![]() High/Low/High -- 7/5/99
Expectations were high. The surf was forecast to rise to four feet (Haw'n) and we were all fired up. Picked up Buddy at 5 AM and met up with Makani at Jimmylands soon after. In the darkness, we strained to see whitewater on the faraway break, but there were very little signs of life. Waxed up and all ready to go, we hesitated for a long time before making the journey out to the lineup. Hardly a ripple came through during the long walk out. Wrong call or what? Surf was small, but there seemed to be a swell starting to show. And as expected, there was nobody out. We jammed through the first break, across the channel and into the prime peak. The surf immediately started to pick up with some infrequent, but clean head-high sets. It eventually started pushing overhead, with nice, slopey, killable walls.
Of course, he went the full stylemaster trip again when we swapped boards. On my longboard, the man just ripped, blending that 50/50 old school/new school technique. He loves my tank--sorry, it ain't for sale.
As for myself, I was far from being in the zone, but had a fun sesh nonetheless. There were a couple of waves where I really felt in control of my longboard, turning at will without losing too much speed. No outstanding maneuvers or waves on my part, just some moments of good flow. Had a pretty good time on Makani’s board too, but Slater I ain’t.
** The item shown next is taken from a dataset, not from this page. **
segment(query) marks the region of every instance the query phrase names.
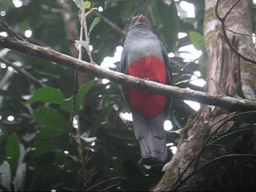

When it was time to leave, we all waited for "one more wave". When the set finally came through, Makani snagged one but Buddy and I were left scratching, and ended up paddling across the channel with no last ride.
The high expectations from the forecast were dashed on the beach. However, once out there, the surf turned up a notch and provided a more than decent session. I think lowering our expectations made the session that much more satisfying.